Unless travelling on a Sunday (at present anyway), there's a simpler alternative that we much prefer to the Circumvesuviana train, for anyone who will be:
- staying in the Piazza Municipio area
- coming ashore at the cruise terminal
- or heading out from around here...
It's just a short walk to the small bus depot at the "Varco Immacolatella", from where SITA line buses run to the ruins - and then on to Salerno, if you'd prefer?
To find its location, look for the "IM" on this map of the harbour:
If you've instead arrived by island ferry, you'll land at the Porta di Massa quay - also shown there.
We've found the bus drivers very helpful, but spotting which to take isn't difficult...
Campania operates a "unified" ticketing system on public transport, and it costs the same whether you go by bus or on the Circumvesuviana railway: €2.80 for a single journey into zone U3.
For more details, see the "UnicoCampania" website...

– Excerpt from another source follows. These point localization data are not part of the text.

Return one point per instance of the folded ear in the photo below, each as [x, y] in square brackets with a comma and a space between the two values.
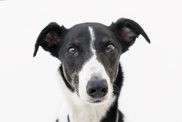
[49, 38]
[127, 31]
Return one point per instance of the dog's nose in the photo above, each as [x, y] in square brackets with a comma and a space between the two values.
[97, 88]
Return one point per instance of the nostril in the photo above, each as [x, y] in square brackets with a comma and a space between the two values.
[92, 91]
[97, 89]
[104, 90]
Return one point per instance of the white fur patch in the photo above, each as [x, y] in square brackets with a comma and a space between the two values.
[78, 107]
[90, 68]
[78, 110]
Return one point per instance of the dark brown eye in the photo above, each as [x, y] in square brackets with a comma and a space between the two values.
[73, 51]
[110, 48]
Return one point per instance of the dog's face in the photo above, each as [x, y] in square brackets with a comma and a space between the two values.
[90, 54]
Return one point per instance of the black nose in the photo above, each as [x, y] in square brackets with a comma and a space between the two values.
[97, 88]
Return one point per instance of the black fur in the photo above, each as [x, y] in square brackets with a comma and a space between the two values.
[58, 40]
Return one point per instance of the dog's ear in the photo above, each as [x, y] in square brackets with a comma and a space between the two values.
[49, 38]
[127, 31]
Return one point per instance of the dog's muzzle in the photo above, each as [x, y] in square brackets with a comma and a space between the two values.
[97, 88]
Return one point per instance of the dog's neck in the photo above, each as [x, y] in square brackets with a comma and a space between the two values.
[78, 111]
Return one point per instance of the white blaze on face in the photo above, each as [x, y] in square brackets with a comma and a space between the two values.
[91, 68]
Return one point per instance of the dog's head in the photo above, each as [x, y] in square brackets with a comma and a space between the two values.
[90, 54]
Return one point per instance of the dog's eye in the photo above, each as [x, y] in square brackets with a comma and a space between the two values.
[110, 48]
[73, 51]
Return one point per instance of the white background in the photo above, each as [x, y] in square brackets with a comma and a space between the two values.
[29, 89]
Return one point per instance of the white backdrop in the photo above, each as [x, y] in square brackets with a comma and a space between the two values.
[29, 89]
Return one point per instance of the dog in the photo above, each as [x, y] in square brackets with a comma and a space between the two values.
[90, 70]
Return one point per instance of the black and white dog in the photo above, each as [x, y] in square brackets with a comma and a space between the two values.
[90, 70]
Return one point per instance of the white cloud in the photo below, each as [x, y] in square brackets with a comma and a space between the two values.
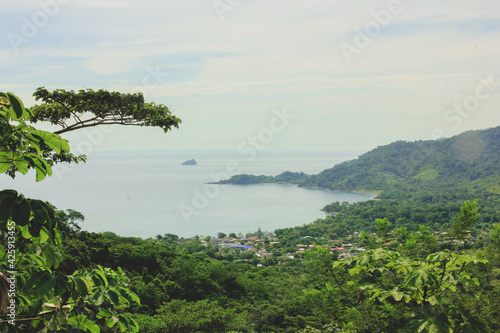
[266, 54]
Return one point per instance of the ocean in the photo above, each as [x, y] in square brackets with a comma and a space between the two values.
[144, 194]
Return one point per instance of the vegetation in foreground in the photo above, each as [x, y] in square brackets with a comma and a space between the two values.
[406, 279]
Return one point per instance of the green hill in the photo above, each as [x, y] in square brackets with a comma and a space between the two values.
[471, 159]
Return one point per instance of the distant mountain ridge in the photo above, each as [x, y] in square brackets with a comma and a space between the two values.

(While you're there, have a look at - and maybe download - one or two of their Maps, from the list on the right of the page... probably useful before the day ends!)
Several outlets nearby: most conveniently either at the right-hand of the two cafe/bars near Beverello or in the red brick building at the extreme right of the photo showing the buses.
To get a copy of their timetable, use the "Salerno-Nocera-Pompei-Napoli" entry, under Quadro 8, here:
.. the summer 2011 version (perhaps only good until 12/15 September) is on....
For example, the first one for Pompei Scavi currently leaves at 06:20 on weekdays (that's Mon/Sat in Italy, coded as an "F"), and gets there at 06:55, long before the site opens...
Do have a good look around that excellent website - under "Itinerary Map" they offer various timed itineraries, and your luggage can be stored at either of the main entrances, in their free cloakrooms:
Guess that's all E&OE... but as up-to-date as I can offer!
PS: To continue to Sorrento afterwards, leave the site and walk to the 'Pompei Scavi' station (using the map you'll have downloaded and printed?) and buy your ticket - Zone E3, €2.10 for the single journey version. Either of these should give an idea of the stops along the Circumvesuviana line:
PPS: If you've a wait for the bus, wander over to the waterside for a look at the pretty "Immacolatella" building, whose statue of the Virgin gives the area its name - and perhaps take a better photo than I did!
Somehow surviving both sides' wartime bombing, it was once the quarantine station and dates from the 1740s - a design of Domenico Antonio Vaccaro. Until the city's new port facilities opened in the mid-30s, Neapolitans set off from here for the New World in their droves, and it must have witnessed untold tearful partings. Be thankful, perhaps, that walls CAN'T talk!